Killer: An Alex Delaware Novel
Jonathan Kellerman introduced psychologist Alex Delaware almost three decades ago. The newly published KILLER marks Delaware’s 29th series appearance, and I continue to enjoy each new entry just a bit more than the last. Longtime and recently acquainted readers know that there are a number of familiar elements that bond the books in the series together. You can pick your favorite ongoing element; mine is the more than nodding acquaintance that LAPD detective Milo Sturgis has with the Delaware household refrigerator and the concoctions he fashions from found leftovers (Have I tried any of them? The answer is a resounding “Yes!”).
"KILLER is well plotted and paced. Kellerman tosses a surprise or two into the mix at irregular intervals yet saves the best for the end. The best element, however, is the writing. The book is beautifully written with prose that is straightforward and introspective, and tugs the reader right along from first paragraph to last."

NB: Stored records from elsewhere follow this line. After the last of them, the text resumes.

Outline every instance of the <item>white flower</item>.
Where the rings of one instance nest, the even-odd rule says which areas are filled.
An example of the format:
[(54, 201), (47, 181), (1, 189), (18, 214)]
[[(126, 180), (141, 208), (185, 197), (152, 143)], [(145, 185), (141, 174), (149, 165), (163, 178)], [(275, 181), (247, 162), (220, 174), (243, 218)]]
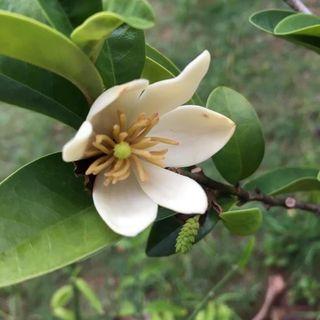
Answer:
[(149, 85), (135, 80), (105, 91), (63, 148), (64, 161), (92, 158), (97, 175), (94, 205), (115, 232), (135, 236), (157, 215), (158, 205), (184, 214), (204, 213), (208, 200), (194, 180), (164, 169), (210, 158), (235, 124), (191, 99), (210, 64), (204, 51), (179, 76)]

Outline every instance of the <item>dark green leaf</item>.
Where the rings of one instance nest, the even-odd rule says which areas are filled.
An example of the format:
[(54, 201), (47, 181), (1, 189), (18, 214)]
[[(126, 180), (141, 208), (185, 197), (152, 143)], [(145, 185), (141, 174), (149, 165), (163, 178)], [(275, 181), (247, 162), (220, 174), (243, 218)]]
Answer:
[[(200, 219), (200, 229), (196, 242), (205, 237), (219, 220), (215, 212), (210, 212)], [(151, 228), (146, 253), (150, 257), (163, 257), (176, 253), (175, 244), (177, 236), (182, 228), (183, 221), (177, 216), (155, 222)]]
[(66, 266), (119, 239), (61, 154), (30, 163), (1, 183), (0, 226), (1, 287)]
[(102, 10), (101, 0), (58, 0), (74, 27)]
[(38, 0), (0, 0), (0, 9), (20, 13), (48, 24)]
[(154, 26), (154, 13), (146, 0), (103, 0), (103, 10), (121, 16), (123, 21), (136, 29)]
[(279, 168), (258, 176), (243, 187), (269, 195), (320, 190), (318, 172), (318, 169), (311, 168)]
[(88, 101), (103, 91), (102, 79), (88, 57), (67, 37), (36, 20), (0, 11), (0, 54), (65, 77)]
[(38, 0), (44, 15), (52, 27), (69, 36), (72, 25), (58, 0)]
[(295, 14), (294, 11), (287, 10), (265, 10), (254, 13), (250, 17), (250, 22), (257, 28), (273, 34), (274, 28), (284, 18)]
[(123, 25), (105, 41), (96, 66), (107, 88), (139, 79), (145, 62), (144, 33)]
[(252, 15), (250, 22), (265, 32), (320, 53), (319, 17), (266, 10)]
[(236, 183), (255, 172), (263, 159), (264, 138), (260, 121), (251, 104), (230, 88), (213, 90), (207, 107), (229, 117), (237, 126), (227, 145), (213, 156), (221, 175), (230, 183)]
[(89, 106), (69, 81), (28, 63), (0, 56), (0, 101), (53, 117), (77, 129)]
[(226, 228), (238, 236), (254, 234), (262, 223), (262, 213), (258, 208), (223, 212), (220, 218)]
[(168, 57), (149, 44), (146, 44), (146, 55), (166, 68), (175, 77), (179, 75), (179, 68)]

Still, Kellerman is not writing the same book repeatedly; each has some different hook upon which he hangs his hat, an edge that always includes some of his best writing to that point.In KILLER, the hook, if you will, is Delaware’s decision to become a consulting expert in family law court matters concerning the contested custody of minor children. Delaware is at first extremely reluctant to be involved in such matters, which for him include interviewing both parents, observing the children, writing a report with a recommendation, and occasionally testifying at hearings. He soon begins to actually enjoy the give-and-take of the proceedings, primarily because he finds that he is doing some good at least some of the time.

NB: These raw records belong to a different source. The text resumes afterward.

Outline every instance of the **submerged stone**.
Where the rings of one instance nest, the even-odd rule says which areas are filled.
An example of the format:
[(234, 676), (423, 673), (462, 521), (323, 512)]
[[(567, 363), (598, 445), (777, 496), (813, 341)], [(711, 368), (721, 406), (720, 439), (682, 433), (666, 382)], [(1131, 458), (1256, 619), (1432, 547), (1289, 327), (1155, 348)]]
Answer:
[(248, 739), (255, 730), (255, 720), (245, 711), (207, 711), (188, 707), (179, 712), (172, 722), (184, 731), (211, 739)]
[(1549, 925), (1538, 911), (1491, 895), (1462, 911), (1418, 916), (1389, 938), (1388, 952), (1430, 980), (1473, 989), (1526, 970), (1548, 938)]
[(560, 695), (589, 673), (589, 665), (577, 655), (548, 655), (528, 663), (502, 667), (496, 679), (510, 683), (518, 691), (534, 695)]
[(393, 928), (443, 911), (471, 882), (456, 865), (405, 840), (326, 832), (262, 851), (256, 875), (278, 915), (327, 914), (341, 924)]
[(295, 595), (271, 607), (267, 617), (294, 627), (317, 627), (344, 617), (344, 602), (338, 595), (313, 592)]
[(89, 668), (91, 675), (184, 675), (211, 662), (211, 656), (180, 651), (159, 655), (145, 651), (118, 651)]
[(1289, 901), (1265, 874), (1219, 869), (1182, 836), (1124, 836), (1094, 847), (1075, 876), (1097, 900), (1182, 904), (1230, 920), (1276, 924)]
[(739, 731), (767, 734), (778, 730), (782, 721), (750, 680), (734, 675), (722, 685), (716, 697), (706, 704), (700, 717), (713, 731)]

Things take a different turn, however, when he is tapped to consult in the matter of Sykes v. Sykes. The case does not pit spouse against spouse, but rather sister against sister. Dr. Constance Sykes, a physician who runs a successful testing laboratory, has brought an action against her younger sister, Cherie, for guardianship of Cherie’s 16-month-old daughter, Rambla. The decision on paper would seem like a slam dunk in Dr. Sykes’s favor, given Cherie’s rather checkered background and income status. Delaware quickly sees that for whatever mistakes Cherie has made in the past, she is a good and loving mother who provides emotionally, if not entirely materially, for her daughter. Dr. Sykes is wealthy but emotionally cold and somewhat off-putting. By the time Delaware puts words to paper, his decision is a slam dunk --- for Cherie, not her sister.

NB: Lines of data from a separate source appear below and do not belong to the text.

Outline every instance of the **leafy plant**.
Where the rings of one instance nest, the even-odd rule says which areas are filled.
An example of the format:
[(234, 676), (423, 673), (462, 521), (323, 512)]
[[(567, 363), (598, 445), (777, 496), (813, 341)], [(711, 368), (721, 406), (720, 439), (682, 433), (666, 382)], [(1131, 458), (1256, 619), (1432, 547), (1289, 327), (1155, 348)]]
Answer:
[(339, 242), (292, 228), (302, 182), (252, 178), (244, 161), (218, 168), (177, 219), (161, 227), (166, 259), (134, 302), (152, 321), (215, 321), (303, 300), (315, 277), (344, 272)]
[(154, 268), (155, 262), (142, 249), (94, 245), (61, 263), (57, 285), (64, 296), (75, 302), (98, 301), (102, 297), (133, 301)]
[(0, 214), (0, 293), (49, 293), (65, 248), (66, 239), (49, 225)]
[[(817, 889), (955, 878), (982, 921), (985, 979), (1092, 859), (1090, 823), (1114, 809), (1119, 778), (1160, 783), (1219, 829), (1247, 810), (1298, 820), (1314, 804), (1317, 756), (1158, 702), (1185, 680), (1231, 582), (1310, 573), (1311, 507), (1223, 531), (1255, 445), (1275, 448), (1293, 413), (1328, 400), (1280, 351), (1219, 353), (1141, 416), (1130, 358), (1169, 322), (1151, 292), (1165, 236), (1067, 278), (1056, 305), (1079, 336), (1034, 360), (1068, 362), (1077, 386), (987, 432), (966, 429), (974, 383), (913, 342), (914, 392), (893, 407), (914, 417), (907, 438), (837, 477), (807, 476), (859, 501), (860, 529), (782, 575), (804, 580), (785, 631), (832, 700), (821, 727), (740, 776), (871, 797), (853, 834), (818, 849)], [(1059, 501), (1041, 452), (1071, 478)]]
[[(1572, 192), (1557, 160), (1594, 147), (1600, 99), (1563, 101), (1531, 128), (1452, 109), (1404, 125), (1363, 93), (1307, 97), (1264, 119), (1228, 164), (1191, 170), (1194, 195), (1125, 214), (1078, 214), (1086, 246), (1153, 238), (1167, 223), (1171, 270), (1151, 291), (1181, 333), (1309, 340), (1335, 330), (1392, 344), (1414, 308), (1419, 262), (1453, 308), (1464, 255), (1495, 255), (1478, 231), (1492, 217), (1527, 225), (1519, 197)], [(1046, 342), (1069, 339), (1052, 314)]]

Delaware puts the case behind him until Dr. Sykes makes an unscheduled and bizarre visit to his office and leaves a veiled threat in the air behind her. Worse, Sturgis learns through his informational grapevine that Dr. Sykes has actually gone so far as to put a hit out on Delaware. Before she can be arrested, Sturgis discovers that she herself has been murdered. Incredibly, the finger of suspicion points to Cherie, who with Rambla disappears simultaneously with the discovery of her sister’s body. Sturgis is also all but certain that Cherie murdered Dr. Sykes to avoid the prospect of an appeal of the judge’s custody decision, a conclusion with which Delaware reluctantly comes to agree.
Delaware can’t help wondering how he could have been so wrong about Cherie, who to him seemed incapable of murdering or even harming anyone. He and Sturgis working together and separately begin delving into the quagmire of Cherie’s past life, her friends and acquaintances, trying to find her and Rambla, all the while unaware that the answer to their queries is much closer than either of them could reasonably imagine.
KILLER is well plotted and paced. Kellerman tosses a surprise or two into the mix at irregular intervals yet saves the best for the end. The best element, however, is the writing. The book is beautifully written with prose that is straightforward and introspective, and tugs the reader right along from first paragraph to last. It is never an effort to begin a Kellerman novel, nor is it ever a chore to finish one; this holds doubly true of KILLER, one of his best to date.